8:38 Megan Szalay ’25 enters the lab. She’s signed up to defend her compound declaration at 8:40. “Wait, am I supposed to meet Professor Sieck in his office?”

8:40 She is, in fact, supposed to meet him in his office. Off she goes to her final unknown compound declaration. Godspeed, Megan.

8:52 A student prepares a titration that she hopes will allow her to calculate her compound’s molecular weight. Free-pouring sodium hydroxide into a narrow glass burette is not easy and is, she learns, best done over a sink.

8:57 Szalay returns from her unknown defense, triumphant. She’s correctly determined her compound’s structure!

9:08 Across the hall in the computer lab, a few students are digitally refining their NMR spectra. Someone creates a hydrogen correlation spectroscopy plot — an analysis called COSY. This name is, in my opinion, adorable.

9:16 Two chemists have finished their unknown compound analyses and are tweaking the protocol for the synthesis project that they’ll begin next week. They plan to synthesize curcumin — a yellow pigment found in turmeric.

9:18 Keller reviews her lab notebook before her unknown compound defense in 12 minutes. “By the third unknown declaration — you’re a professional,” she laughs. “Well…sort of …”

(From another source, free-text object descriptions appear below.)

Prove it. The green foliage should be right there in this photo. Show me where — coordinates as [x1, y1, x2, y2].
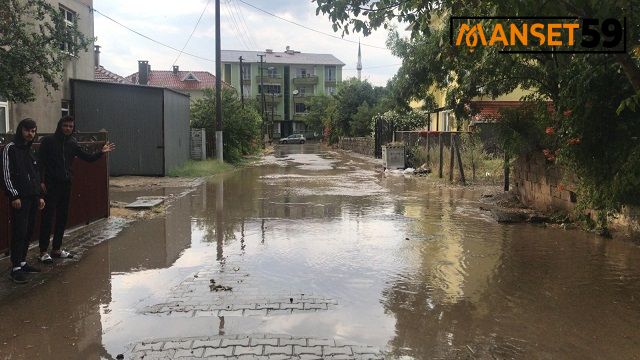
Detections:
[0, 0, 92, 102]
[168, 159, 235, 177]
[334, 78, 389, 137]
[316, 0, 640, 213]
[191, 89, 262, 164]
[303, 95, 336, 135]
[351, 102, 375, 136]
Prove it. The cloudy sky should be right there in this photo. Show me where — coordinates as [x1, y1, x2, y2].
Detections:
[93, 0, 405, 86]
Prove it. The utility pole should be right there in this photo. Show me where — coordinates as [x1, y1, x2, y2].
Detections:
[239, 56, 244, 108]
[215, 0, 223, 161]
[257, 53, 266, 148]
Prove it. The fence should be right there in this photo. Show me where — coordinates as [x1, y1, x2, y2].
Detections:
[190, 128, 206, 160]
[0, 133, 110, 255]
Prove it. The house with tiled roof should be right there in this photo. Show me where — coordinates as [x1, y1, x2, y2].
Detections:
[126, 61, 227, 102]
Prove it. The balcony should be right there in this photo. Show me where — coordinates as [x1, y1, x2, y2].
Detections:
[256, 93, 282, 103]
[293, 92, 314, 99]
[264, 112, 282, 121]
[293, 113, 309, 121]
[256, 75, 283, 84]
[325, 79, 337, 86]
[293, 75, 318, 85]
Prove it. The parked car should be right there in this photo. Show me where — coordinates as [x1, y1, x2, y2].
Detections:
[279, 134, 306, 144]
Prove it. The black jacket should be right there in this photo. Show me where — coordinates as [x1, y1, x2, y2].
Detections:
[2, 125, 42, 201]
[38, 120, 103, 184]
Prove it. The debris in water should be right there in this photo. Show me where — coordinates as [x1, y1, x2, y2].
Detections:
[116, 355, 125, 360]
[210, 284, 232, 292]
[233, 266, 240, 271]
[289, 298, 293, 303]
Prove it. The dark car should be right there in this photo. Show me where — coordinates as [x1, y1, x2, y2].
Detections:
[279, 134, 306, 144]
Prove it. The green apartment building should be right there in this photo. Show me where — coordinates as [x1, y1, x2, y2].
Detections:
[221, 47, 344, 139]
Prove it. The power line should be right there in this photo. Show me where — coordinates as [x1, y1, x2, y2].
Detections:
[93, 8, 216, 63]
[173, 0, 212, 66]
[230, 0, 258, 49]
[235, 0, 389, 50]
[223, 0, 252, 50]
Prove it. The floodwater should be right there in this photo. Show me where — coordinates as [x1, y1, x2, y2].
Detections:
[1, 144, 640, 359]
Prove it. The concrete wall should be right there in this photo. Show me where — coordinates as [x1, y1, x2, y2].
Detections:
[513, 152, 578, 213]
[338, 137, 374, 157]
[9, 0, 95, 132]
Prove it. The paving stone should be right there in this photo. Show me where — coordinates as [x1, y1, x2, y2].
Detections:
[194, 310, 220, 317]
[303, 303, 328, 310]
[221, 337, 251, 347]
[234, 345, 264, 356]
[163, 340, 193, 350]
[293, 345, 323, 356]
[218, 309, 245, 317]
[323, 346, 354, 356]
[250, 337, 279, 346]
[307, 338, 335, 347]
[175, 347, 204, 358]
[203, 346, 234, 357]
[266, 355, 294, 360]
[298, 355, 324, 360]
[264, 345, 293, 355]
[267, 309, 292, 316]
[140, 349, 176, 359]
[351, 346, 381, 354]
[278, 338, 307, 346]
[192, 338, 222, 348]
[280, 302, 304, 310]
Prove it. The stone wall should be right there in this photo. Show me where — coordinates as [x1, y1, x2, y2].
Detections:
[513, 152, 578, 213]
[338, 137, 374, 157]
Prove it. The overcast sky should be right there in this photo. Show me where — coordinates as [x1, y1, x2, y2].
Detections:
[93, 0, 404, 86]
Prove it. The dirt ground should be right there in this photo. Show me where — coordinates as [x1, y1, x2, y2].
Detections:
[110, 176, 203, 191]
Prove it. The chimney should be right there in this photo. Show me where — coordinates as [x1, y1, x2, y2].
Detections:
[94, 45, 101, 68]
[265, 49, 273, 54]
[173, 65, 179, 75]
[138, 60, 149, 85]
[285, 46, 294, 55]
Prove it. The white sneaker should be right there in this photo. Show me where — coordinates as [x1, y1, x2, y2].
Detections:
[39, 253, 53, 264]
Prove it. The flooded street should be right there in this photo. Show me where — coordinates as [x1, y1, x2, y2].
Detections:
[2, 144, 640, 359]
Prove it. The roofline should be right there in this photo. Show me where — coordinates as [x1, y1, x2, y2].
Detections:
[70, 78, 191, 98]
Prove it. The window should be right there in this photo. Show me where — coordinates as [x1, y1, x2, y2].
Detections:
[224, 63, 232, 83]
[325, 86, 336, 95]
[325, 66, 336, 81]
[0, 96, 8, 133]
[59, 6, 76, 54]
[242, 84, 251, 98]
[297, 68, 308, 78]
[267, 67, 278, 78]
[258, 84, 281, 94]
[61, 100, 72, 117]
[295, 103, 308, 113]
[241, 64, 251, 80]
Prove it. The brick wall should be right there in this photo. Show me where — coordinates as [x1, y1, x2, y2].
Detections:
[513, 152, 578, 213]
[337, 137, 374, 157]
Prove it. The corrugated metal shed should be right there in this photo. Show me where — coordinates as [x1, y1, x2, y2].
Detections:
[72, 79, 190, 176]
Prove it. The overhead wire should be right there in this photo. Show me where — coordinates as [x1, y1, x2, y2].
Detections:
[172, 0, 212, 67]
[223, 0, 252, 50]
[235, 0, 389, 50]
[93, 8, 216, 63]
[230, 0, 258, 49]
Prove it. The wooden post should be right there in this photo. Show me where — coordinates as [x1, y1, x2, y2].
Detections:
[449, 133, 455, 183]
[425, 133, 430, 166]
[454, 134, 466, 185]
[504, 152, 510, 191]
[438, 132, 444, 178]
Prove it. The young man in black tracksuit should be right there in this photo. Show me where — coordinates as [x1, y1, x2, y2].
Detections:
[2, 118, 45, 283]
[38, 116, 115, 263]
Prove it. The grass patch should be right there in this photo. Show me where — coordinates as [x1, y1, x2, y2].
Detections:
[168, 160, 235, 177]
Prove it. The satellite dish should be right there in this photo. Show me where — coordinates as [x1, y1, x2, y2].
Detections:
[292, 90, 299, 95]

9:22 In the laboratory, the notoriously tedious titration setup continues. “I’m measuring this like my life depends on it,” the student says as she peers through a 10 mL graduated cylinder.

9:33 Garret Bean ’24 enters the lab for one final chemical test — the ketone test that Steeley-Malley did earlier.

9:39 Minutes later and Bean has produced the cloudiest, yellowest reaction I’ve seen all day. Does his compound contain a ketone? I think yes.

9:40 Red indents span all our foreheads, the lingering mark of lab goggles.

9:43 Keller returns from her defense. She, too, got her compound spot on. This lab section is on a roll.

9:47 In the computer lab, two classmates sketch, erase, and re-sketch structures on the board. They’ve joined forces as one of them races against the clock to solve his unknown’s structure.

10:03 A student decides to confirm her compound by testing its melting point. She heads to the lab and rapidly heats the powder while watching through a microscope for signs of melt. “I’m going fast because I’m impatient,” she explains. I admire her frankness.

10:11 A student from a different section of O-Chem II has dropped by the classroom to offer insight to a friend. Now, two pairs of collaborators work at the blackboard.

10:28 A squeal pierces the chatter, and I scan the room to see a student doing a fairly energetic victory dance. “Ugh, I am SO happy right now.” Structure? Solved. 

10:30 Only a handful of students remain in the computer lab. The laboratory is empty. No more chemical tests: It’s analysis crunch time. Twenty minutes until students must declare the structure of their unknowns.

10:35 “I’m not super confident about my structure,” a student confides to Sieck. “But” he asks, smiling wryly, “do you like Subway? I have a gift card.”

10:36 “Are you BRIBING me???” Sieck counters. Academic honesty reigns another day.

10:42 The last structure is turned in and the unknowns unit is officially over. Congratulations, organic chemists.